The High Court has sanctioned Argo Blockchain plc’s restructuring plan under Part 26A of the Companies Act 2006, completing a recapitalisation process that began in October as the crypto miner confronted prolonged industry volatility and mounting financial strain. The ruling, delivered on 10 December, gives legal effect to a compromise that converts Argo’s senior notes into equity, transfers control to its secured lender Growler Mining Tuscaloosa LLC, and removes the company from the London Stock Exchange’s Main Market.
Argo launched the Part 26A process after sustained pressure from falling bitcoin prices, uneven revenues, and rising energy costs tied to its large scale Quebec mining operation. The Court granted permission to convene creditor and shareholder meetings on 6 November, setting the plan on a fast-track timetable that moved through November and into December. Argo described the plan as a route to a rebalanced capital structure that would allow the dual-listed company to stabilise liquidity while preserving its Nasdaq presence.
At meetings held on 2 December, all three classes overwhelmingly approved the plan. Shareholders supported it with 81.7% of votes cast. Noteholders representing 100% in value voted in favour. Growler, the sole secured lender, also voted 100% in favour. A separate general meeting approved a Rule 9 waiver permitting Growler to receive a controlling equity stake without triggering a mandatory takeover offer.
The Court heard submissions from Argo, Growler, and the Court-appointed Retail Advocate at a sanction hearing on 8 December. The matter was adjourned for judgment to 10 December, when the Court confirmed it would sanction the plan. Trading in Argo’s London listed shares will end on 11 December and delisting will take effect on 12 December.
Implementation now shifts to a large-scale issuance of new equity. The plan provides for 2,885,767,520 new ordinary shares to be issued to a JPMorgan Chase Bank nominee for allocation to bondholders in exchange for the retirement of Argo’s 8.75% senior notes due 2026. A further 25,250,465,800 new shares will be issued to Growler’s nominee in consideration of its debt conversion, the transfer of Growler USCo Inc, and the provision of exit capital, as well as the release of its security package. Growler representative Ralfe Hickman will join the board as a director on 12 December.
Chief executive officer Justin Nolan said the plan leaves Argo with a recapitalised balance sheet, upgraded power infrastructure, and additional mining equipment supplied through the Growler transactions. The restructuring also ensures that Argo maintains its Nasdaq listing, which the board has described as central to its future strategy. Growler manager Stan Pate said the restructuring provides the foundation for a more robust mining and energy infrastructure business.

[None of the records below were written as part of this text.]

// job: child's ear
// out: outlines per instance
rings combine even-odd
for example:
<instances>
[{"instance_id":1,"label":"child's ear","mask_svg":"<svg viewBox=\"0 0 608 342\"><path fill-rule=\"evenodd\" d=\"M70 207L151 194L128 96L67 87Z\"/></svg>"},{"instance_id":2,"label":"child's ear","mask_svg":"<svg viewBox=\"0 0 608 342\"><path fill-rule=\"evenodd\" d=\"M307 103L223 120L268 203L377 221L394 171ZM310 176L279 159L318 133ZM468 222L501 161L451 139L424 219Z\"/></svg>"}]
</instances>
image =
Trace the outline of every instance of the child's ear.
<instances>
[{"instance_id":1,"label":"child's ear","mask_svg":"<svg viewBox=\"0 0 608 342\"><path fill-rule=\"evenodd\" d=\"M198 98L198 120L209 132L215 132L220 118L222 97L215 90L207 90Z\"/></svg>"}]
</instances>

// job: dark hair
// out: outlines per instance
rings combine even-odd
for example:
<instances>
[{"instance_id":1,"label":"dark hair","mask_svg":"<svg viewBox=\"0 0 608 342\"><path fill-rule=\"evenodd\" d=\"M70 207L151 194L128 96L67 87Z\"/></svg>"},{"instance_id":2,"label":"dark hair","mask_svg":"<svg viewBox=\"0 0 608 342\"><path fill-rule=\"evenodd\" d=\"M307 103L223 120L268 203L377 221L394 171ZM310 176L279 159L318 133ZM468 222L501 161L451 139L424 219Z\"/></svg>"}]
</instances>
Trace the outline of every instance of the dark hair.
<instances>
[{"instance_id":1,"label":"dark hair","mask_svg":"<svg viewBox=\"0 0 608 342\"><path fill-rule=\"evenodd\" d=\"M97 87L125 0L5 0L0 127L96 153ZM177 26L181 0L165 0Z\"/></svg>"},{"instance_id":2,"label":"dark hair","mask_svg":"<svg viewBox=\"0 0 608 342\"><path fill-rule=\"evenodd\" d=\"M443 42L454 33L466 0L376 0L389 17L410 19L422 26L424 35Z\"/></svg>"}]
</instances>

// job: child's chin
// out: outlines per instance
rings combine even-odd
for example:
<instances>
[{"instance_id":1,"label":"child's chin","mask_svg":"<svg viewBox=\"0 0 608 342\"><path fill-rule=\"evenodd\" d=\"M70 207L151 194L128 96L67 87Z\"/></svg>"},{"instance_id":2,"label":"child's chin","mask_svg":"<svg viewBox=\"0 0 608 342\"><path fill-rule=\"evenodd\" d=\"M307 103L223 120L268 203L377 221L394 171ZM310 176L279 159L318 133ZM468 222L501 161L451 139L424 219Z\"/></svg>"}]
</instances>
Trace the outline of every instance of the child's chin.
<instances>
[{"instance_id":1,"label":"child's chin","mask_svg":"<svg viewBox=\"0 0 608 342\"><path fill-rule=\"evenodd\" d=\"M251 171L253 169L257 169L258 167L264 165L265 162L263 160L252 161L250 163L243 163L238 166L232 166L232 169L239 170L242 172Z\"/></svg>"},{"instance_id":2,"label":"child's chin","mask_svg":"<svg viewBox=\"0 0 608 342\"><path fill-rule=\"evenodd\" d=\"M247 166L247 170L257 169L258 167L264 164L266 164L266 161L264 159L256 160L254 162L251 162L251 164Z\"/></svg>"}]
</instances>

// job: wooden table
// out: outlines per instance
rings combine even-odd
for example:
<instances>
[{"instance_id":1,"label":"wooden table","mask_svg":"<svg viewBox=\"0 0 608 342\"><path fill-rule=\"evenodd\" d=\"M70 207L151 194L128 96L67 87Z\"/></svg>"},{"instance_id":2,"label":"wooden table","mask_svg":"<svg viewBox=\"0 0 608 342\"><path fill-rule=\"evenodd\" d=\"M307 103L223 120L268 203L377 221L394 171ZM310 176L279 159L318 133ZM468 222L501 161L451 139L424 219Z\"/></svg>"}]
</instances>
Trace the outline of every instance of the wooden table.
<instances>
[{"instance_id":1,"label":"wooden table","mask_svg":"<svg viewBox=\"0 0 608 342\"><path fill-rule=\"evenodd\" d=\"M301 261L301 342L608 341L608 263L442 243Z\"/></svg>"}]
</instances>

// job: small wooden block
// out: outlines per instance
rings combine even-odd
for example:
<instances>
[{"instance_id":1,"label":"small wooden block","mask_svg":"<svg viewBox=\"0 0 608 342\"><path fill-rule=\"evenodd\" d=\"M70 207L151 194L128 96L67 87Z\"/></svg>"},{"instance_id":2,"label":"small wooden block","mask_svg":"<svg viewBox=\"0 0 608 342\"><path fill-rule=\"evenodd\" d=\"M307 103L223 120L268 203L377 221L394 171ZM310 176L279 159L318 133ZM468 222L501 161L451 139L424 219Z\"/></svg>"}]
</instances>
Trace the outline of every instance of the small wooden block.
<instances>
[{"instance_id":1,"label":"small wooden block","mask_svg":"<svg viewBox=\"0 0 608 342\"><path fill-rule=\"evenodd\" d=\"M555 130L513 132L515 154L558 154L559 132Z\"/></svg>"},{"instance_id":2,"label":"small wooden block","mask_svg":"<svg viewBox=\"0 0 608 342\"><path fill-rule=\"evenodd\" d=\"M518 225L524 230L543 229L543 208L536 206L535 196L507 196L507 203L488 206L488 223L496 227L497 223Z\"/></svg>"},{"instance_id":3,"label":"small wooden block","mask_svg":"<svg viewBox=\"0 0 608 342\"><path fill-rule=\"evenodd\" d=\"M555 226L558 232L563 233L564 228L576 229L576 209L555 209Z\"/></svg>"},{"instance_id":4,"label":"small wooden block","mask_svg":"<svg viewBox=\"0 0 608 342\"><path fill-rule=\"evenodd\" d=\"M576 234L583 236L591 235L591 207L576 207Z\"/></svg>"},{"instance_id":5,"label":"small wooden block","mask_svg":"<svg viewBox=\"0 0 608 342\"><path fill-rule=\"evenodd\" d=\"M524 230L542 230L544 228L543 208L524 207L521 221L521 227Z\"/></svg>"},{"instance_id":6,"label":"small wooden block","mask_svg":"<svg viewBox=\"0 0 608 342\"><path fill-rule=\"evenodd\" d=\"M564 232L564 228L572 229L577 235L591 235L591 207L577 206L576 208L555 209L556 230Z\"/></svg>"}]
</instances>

Argo relied on exemptions under the US Securities Act, including Section 3(a)(10), to issue securities under the plan without registration. The company had flagged this strategy when it launched the process, citing the need for a multi-jurisdictional solution suited to its London and Nasdaq investor base. The plan now becomes one of the most prominent crypto sector restructurings completed under the UK’s Part 26A regime.